61016ba216bfd7304a4b4ee08915ff9a.jpg Fonte foto: ANSA
TECH NEWS

Google, scontro sulla diversità

Dipendenti in rivolta, 'tutele inadeguate' per le minoranze

(ANSA) – NEW YORK, 29 GEN – Nella liberal Silicon Valley scoppia un nuovo caso Google.
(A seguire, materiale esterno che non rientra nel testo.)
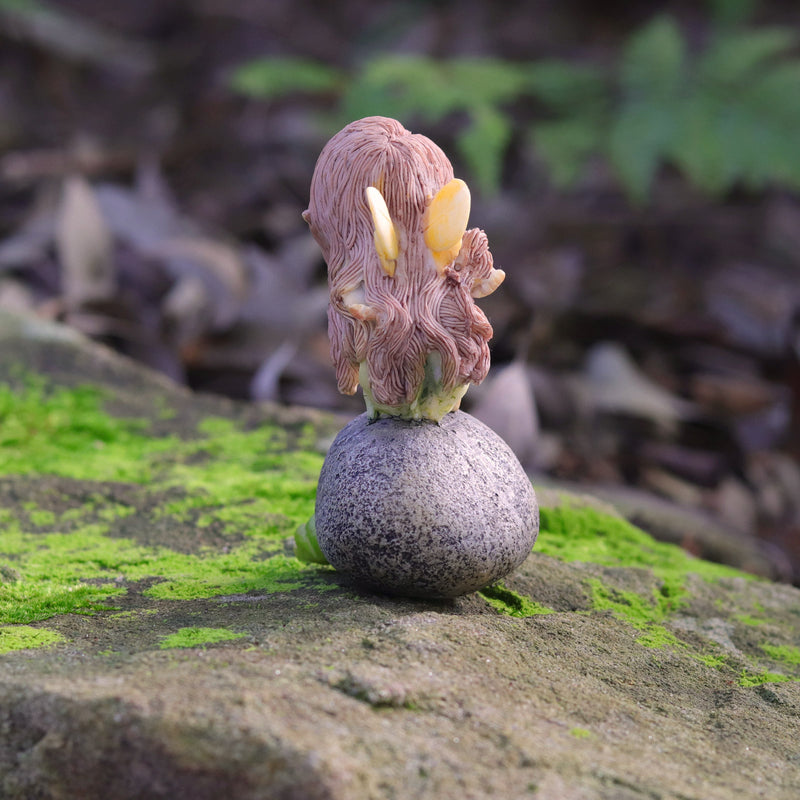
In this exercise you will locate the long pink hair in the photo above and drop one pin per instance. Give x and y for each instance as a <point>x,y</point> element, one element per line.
<point>418,311</point>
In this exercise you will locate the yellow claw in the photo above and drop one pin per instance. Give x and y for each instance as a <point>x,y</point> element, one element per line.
<point>386,242</point>
<point>446,221</point>
<point>488,285</point>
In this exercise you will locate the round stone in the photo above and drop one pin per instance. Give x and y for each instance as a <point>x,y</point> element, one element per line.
<point>424,509</point>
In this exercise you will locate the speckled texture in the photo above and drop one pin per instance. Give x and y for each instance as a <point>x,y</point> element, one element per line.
<point>424,509</point>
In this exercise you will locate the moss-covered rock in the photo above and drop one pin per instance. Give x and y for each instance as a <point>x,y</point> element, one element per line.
<point>158,638</point>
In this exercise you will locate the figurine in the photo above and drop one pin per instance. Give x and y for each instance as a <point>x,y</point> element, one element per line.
<point>415,497</point>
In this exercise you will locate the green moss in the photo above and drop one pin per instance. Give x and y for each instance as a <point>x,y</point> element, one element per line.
<point>246,483</point>
<point>24,637</point>
<point>747,678</point>
<point>307,547</point>
<point>193,637</point>
<point>41,517</point>
<point>585,534</point>
<point>639,610</point>
<point>746,619</point>
<point>509,602</point>
<point>786,654</point>
<point>65,432</point>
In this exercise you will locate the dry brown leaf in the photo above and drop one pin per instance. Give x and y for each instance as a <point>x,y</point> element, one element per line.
<point>84,246</point>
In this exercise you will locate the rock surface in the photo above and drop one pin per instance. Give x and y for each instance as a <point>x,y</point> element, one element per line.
<point>158,639</point>
<point>424,509</point>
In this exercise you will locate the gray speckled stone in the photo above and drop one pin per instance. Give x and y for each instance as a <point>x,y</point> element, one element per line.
<point>424,509</point>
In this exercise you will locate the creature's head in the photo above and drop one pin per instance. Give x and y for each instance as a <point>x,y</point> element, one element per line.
<point>402,269</point>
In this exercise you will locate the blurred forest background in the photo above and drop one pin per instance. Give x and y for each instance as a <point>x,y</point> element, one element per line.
<point>636,167</point>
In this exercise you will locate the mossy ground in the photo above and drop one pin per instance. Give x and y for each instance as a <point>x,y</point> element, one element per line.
<point>244,491</point>
<point>134,507</point>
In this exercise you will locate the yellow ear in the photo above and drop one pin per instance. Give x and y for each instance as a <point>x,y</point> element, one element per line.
<point>446,221</point>
<point>385,234</point>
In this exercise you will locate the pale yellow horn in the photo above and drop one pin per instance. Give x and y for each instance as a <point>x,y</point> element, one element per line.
<point>386,242</point>
<point>446,221</point>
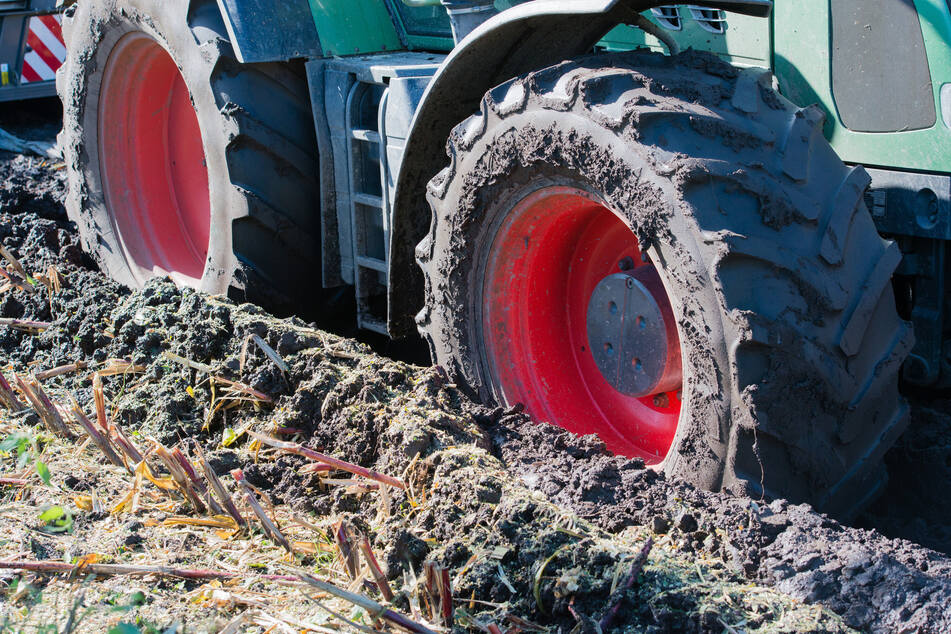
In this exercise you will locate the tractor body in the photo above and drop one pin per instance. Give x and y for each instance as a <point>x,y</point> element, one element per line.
<point>31,49</point>
<point>680,252</point>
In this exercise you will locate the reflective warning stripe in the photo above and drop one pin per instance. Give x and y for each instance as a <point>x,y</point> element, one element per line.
<point>48,51</point>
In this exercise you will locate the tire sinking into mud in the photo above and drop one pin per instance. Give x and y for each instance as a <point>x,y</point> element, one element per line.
<point>184,162</point>
<point>723,202</point>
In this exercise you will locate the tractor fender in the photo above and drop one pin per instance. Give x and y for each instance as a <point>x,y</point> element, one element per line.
<point>524,38</point>
<point>268,31</point>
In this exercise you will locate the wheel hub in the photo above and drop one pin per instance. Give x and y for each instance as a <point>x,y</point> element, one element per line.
<point>629,333</point>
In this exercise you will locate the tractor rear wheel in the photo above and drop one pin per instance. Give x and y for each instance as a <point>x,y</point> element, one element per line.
<point>184,162</point>
<point>667,253</point>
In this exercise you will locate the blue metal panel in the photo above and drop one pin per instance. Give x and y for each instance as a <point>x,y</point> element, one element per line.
<point>269,31</point>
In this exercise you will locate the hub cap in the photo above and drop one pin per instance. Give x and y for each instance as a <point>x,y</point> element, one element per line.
<point>632,335</point>
<point>557,262</point>
<point>153,163</point>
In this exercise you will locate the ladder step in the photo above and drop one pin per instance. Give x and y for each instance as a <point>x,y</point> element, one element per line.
<point>371,263</point>
<point>366,135</point>
<point>368,199</point>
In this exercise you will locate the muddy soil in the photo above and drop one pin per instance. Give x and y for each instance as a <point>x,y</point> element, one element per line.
<point>525,516</point>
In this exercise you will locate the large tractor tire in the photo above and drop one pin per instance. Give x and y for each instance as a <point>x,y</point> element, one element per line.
<point>184,162</point>
<point>667,253</point>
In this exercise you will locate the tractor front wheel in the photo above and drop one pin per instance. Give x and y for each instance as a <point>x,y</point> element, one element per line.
<point>184,162</point>
<point>665,252</point>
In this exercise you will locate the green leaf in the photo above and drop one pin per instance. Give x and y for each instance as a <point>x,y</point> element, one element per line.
<point>15,441</point>
<point>43,471</point>
<point>52,514</point>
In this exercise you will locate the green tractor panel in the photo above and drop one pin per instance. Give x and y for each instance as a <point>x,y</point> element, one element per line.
<point>639,220</point>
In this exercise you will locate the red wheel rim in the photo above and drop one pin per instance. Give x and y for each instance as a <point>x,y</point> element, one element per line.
<point>153,165</point>
<point>548,256</point>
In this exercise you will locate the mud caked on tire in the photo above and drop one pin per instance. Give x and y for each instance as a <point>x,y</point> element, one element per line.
<point>778,282</point>
<point>181,160</point>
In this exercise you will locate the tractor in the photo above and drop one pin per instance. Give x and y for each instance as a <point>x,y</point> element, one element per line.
<point>31,49</point>
<point>705,233</point>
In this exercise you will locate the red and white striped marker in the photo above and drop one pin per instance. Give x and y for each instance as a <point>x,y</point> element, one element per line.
<point>48,51</point>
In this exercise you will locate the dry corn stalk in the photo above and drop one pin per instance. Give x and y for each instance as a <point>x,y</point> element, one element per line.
<point>98,437</point>
<point>112,367</point>
<point>219,490</point>
<point>25,325</point>
<point>8,398</point>
<point>15,263</point>
<point>343,465</point>
<point>269,526</point>
<point>60,370</point>
<point>43,406</point>
<point>180,477</point>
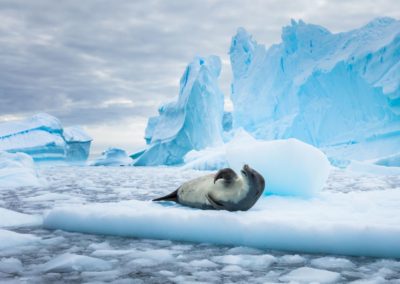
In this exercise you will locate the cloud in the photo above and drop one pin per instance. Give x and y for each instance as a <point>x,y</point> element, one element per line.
<point>69,57</point>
I sostenitori delle minoranze e di una maggiore diversità sul posto di lavoro non si sentono adeguatamente tutelati da Mountain View, all’interno della quale si è aperta una vera ‘guerra culturale’.

Innescata dal licenziamento dell’ingegnere James Damore, la battaglia vede opporsi i cosiddetti ‘estremisti’ e i difensori delle libertà e della diversità. Google è in mezzo e finora – è la denuncia – non ha fornito risposte adeguate alle minacce esterne e interne mosse nei confronti di alcuni dei suoi dipendenti. Dopo mesi di attesa per una risposta che non è ancora arrivata ora parte la ‘rivolta’: per la prima volta le ‘vittime’ degli abusi escono allo scoperto e chiedono un’azione rapida. Parlano al magazine Wired che, con un’inchiesta, descrive nel dettaglio la ‘guerra sporca sulla diversità all’interno di Google’ fatta di insulti e minacce.